The second candidate is a buffoon, and Söfren makes things worse for the man by sticking feathers in the man’s collar so they stick out over his head as he preaches on "Balaam's ass and God's strange power by which He was able to open the jaws of a dumb animal so that it might speak like a man!" The congregation laughs at the man throughout the service.


When it is Söfren’s turn to preach, he goes straight after the two other candidates, “Now, two learned applicants have appeared here before me. One of them took us to Eden, and that is as far back as we can go. Let him stay there! The other chose the text: ‘Am I Not an Ass?’ But what has an ass to do on the pulpit? My friends, I will not take you to Eden -- you are too clever. But I will take you to the bowels of the earth, deep in the roaring jaws of Hell!” The congregation seems quite enthused by Söfren’s fire and brimstone preaching.

In the evening the townspeople and the three candidates attend a feast where the church pastoral committee announces that Söfren has been chosen as pastor.
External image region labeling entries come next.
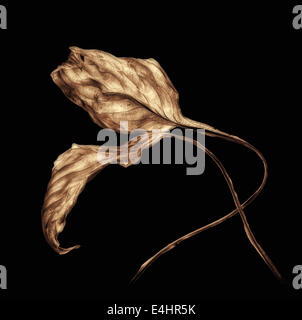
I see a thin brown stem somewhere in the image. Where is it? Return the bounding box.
[131,131,281,282]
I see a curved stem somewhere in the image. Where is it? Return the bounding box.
[131,131,281,282]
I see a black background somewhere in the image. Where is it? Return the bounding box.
[0,1,302,303]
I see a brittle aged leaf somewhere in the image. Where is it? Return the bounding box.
[42,47,281,280]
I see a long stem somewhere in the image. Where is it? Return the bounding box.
[131,131,282,282]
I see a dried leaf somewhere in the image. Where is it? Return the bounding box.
[42,47,281,279]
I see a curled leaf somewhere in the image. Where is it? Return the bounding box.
[42,47,281,279]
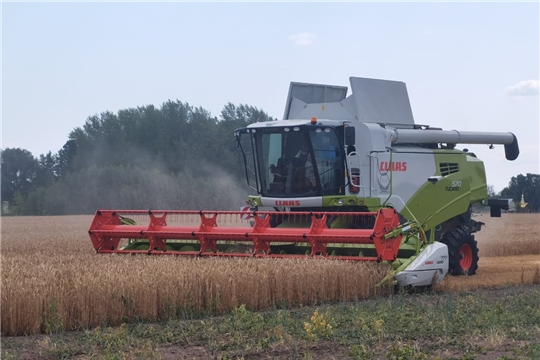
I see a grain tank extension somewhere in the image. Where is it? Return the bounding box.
[89,77,519,286]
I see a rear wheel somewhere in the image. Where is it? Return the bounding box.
[441,227,478,275]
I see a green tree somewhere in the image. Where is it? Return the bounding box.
[0,148,39,201]
[501,173,540,212]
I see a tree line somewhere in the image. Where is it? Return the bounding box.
[1,100,540,215]
[1,100,276,215]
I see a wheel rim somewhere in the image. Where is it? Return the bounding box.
[459,244,472,270]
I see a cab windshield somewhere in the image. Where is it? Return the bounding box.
[252,127,345,197]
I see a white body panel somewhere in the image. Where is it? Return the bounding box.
[396,242,448,286]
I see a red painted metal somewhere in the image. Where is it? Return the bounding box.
[88,209,402,261]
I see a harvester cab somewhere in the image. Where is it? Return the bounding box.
[89,77,519,286]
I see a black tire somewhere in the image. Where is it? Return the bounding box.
[441,227,478,276]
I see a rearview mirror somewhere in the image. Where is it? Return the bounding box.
[345,126,356,146]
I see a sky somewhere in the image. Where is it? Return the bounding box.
[0,2,540,191]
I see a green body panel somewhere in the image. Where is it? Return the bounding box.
[401,150,487,235]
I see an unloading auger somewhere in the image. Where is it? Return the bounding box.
[89,77,519,286]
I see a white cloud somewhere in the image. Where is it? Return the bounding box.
[506,80,540,96]
[289,33,315,46]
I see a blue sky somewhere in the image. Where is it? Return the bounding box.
[1,2,540,191]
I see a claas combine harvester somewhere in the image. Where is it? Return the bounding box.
[89,77,519,286]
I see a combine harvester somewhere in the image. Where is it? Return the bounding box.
[89,77,519,286]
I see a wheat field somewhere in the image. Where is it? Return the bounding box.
[1,216,389,335]
[1,214,540,335]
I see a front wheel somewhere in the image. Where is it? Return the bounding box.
[441,227,478,276]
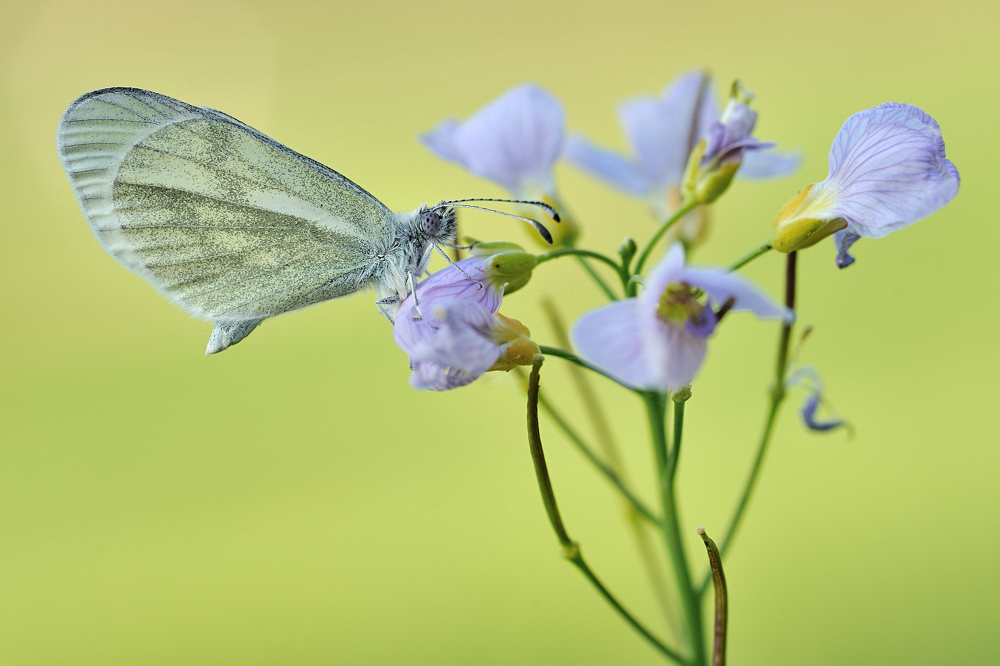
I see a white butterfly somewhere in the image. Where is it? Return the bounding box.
[57,88,558,354]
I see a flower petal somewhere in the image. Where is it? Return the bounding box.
[566,134,651,196]
[423,84,565,193]
[570,298,656,388]
[821,103,959,238]
[618,70,718,189]
[800,393,847,432]
[833,229,861,268]
[639,243,684,310]
[681,268,795,322]
[737,148,802,180]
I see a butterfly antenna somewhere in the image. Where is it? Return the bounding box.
[434,199,562,222]
[431,202,552,245]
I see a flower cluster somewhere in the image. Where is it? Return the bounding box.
[386,71,959,666]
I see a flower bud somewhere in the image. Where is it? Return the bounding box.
[618,238,639,266]
[487,312,541,372]
[470,241,538,295]
[771,183,847,253]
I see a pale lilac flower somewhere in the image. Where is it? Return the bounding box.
[572,244,793,392]
[566,70,800,216]
[772,103,960,268]
[393,253,538,391]
[421,84,565,198]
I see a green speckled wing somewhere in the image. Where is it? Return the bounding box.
[57,88,395,338]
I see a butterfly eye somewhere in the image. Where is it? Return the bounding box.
[420,210,441,236]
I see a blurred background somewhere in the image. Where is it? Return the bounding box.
[0,0,1000,665]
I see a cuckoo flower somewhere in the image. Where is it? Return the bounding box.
[421,84,565,199]
[785,365,851,432]
[572,244,793,392]
[771,103,959,268]
[393,253,538,391]
[566,70,799,217]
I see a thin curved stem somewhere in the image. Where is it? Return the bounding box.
[667,402,685,483]
[538,392,660,527]
[632,200,698,273]
[729,241,774,273]
[643,392,705,666]
[528,354,684,664]
[699,252,797,595]
[538,298,681,638]
[698,527,729,666]
[538,345,637,392]
[535,247,622,273]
The committee spokesman also announces that Margarete Pedersdotter (Hildur Carlberg), the widow of the previous pastor, has exercised her right to demand that her husband’s successor marry her. Though all the candidates seem to be in their 20’s, the widow is quite obviously in her 70’s at the least. The relief on the faces of the two candidates not chosen is unmistakable.
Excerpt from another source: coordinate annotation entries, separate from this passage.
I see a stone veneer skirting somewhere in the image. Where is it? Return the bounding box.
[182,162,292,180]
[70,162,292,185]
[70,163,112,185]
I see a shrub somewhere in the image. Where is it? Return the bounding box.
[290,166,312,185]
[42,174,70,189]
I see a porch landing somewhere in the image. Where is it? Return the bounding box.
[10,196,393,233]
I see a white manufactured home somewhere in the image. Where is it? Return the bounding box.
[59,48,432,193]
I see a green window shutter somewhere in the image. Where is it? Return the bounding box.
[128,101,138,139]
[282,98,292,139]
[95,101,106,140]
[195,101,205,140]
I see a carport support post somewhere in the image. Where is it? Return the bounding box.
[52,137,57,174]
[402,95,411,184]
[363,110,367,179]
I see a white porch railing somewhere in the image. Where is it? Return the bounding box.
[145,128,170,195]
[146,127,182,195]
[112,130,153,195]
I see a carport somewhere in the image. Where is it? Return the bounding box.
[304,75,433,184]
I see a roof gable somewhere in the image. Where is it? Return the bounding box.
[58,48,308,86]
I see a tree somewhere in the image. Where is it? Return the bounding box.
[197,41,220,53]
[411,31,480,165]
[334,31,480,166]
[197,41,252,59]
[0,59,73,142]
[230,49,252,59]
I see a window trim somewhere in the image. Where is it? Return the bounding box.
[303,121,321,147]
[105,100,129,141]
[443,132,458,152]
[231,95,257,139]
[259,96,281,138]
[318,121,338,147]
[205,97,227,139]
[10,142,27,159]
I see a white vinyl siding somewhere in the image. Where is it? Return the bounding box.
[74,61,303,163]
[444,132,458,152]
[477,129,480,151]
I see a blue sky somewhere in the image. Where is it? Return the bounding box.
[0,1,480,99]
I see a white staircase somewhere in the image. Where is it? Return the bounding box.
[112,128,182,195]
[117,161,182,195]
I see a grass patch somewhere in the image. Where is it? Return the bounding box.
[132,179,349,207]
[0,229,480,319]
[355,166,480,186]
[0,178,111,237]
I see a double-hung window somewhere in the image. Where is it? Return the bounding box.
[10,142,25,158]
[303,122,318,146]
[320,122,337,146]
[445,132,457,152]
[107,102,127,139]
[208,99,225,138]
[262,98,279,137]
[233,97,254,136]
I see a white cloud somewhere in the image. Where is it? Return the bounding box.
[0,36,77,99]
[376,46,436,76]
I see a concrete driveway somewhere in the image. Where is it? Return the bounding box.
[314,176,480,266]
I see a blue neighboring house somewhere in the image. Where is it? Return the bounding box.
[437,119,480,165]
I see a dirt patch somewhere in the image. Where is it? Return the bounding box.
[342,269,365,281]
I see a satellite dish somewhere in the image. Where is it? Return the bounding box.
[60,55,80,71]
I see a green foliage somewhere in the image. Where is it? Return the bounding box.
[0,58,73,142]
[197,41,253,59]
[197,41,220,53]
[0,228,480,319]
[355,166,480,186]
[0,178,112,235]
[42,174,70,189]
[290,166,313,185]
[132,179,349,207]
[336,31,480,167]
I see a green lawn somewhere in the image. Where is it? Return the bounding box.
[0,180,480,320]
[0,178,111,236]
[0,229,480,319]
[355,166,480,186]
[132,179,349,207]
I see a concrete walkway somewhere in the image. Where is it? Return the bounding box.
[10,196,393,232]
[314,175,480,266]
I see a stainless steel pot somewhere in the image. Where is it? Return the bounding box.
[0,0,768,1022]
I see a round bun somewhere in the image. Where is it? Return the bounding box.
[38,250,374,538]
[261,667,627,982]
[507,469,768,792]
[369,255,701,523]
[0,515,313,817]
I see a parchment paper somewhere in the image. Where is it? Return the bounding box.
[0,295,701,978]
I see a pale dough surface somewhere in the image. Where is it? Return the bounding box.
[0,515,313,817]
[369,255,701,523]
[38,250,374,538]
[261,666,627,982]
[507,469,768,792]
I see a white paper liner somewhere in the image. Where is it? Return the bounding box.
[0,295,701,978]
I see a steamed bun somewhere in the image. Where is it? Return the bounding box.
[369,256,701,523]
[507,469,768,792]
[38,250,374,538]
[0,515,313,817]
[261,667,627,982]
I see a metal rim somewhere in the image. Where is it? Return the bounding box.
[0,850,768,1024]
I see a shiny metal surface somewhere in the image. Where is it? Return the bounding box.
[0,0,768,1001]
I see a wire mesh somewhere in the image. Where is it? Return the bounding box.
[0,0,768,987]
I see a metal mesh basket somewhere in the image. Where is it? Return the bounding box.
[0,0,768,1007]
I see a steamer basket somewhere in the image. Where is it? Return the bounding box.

Söfren is shaken but quickly covers his feelings. He agrees to go with the widow to her home for dinner. Margarete asks Söfren whether he is engaged to anyone, and he quickly assures her he is not. (Integrity is not a strong suit for Söfren.) She serves him herring which looks delicious to him (but not so tasty looking to the staff of Movie Churches). He feels odd after eating it and agrees to spend the night at the widow’s house rather than return to his room at the inn. He wakes in the morning to find a new suit laid out for him, which he puts on. He goes downstairs to find breakfast laid out for him, more herring, bread and butter and morning schnapps. Drinking so early in the morning gives Söfren a bad case of Schnapps goggles, and the widow appears to be a beautiful young woman, rather than the reality, a woman who could easily be his grandmother. That morning, he agrees to marry the widow.

When Söfren goes to see Mari, he has some explaining to do. At first, he tells her the widow may have cast a spell on him -- she's rumored to be a witch.  He thinks an enchanted herring affected his judgment. He then rationalizes that he needs to marry the widow or he won’t have the job as a pastor. And if he doesn’t have the job, he can’t marry Mari. If he marries the widow, she’ll die soon enough, and he will still be pastor and they can then be married.


So Söfren does marry the widow and becomes the pastor of the church. He notices at the wedding ceremony that his bride has four wedding rings on her finger already. He learns that she has outlived four pastor husbands.

He tells Margarete that Mari is his sister and asks if she may live with them. (A lie as old as Abraham and Isaac.) She agrees but sends Mari to a dreary room in the basement and the lovers find little time to meet together.

Söfren finds that the servants of the house treat him and Mari quite rudely and he confronts Margarete about the matter, saying, "In the future, I suggest you and your companions be less high and mighty. For I am master of this house."


Margarete summons one of the servants, an imposing, bearish man. She commands the servant, "Master Söfren is too big for his boots. Give him a drubbing!" The servant easily throws Söfren against the wall. Margarete advises her husband: "I suggest you concentrate on prayer and sermons. Do not play master here. I am master of this house!"

Some time passes and Margarite doesn’t die, and Söfren longs for Mari, but can rarely have time alone with her. One day, Mari has an accident, breaking her thigh bone. Margarite tenderly cares for her in the weeks the young woman is kept in bed. The two women become friends. It is then that Margarite shares a secret: her first husband had been forced to wed the former parson’s widow, and Margarite had to wait years until she could marry the man she loved. And after he died, she “was passed along like furniture” from one parson to the next. Mari and Söfren admit to Margarite that they're in love and want to be married. 

Not long after, Margarite does die. But Mari claims that Margarite made her a better wife, and Söfren claims that she made him a better pastor. This lying, backstabbing man had much room for improvement as a pastor, and that's why he only earns a Movie Church rating of Two Steeples.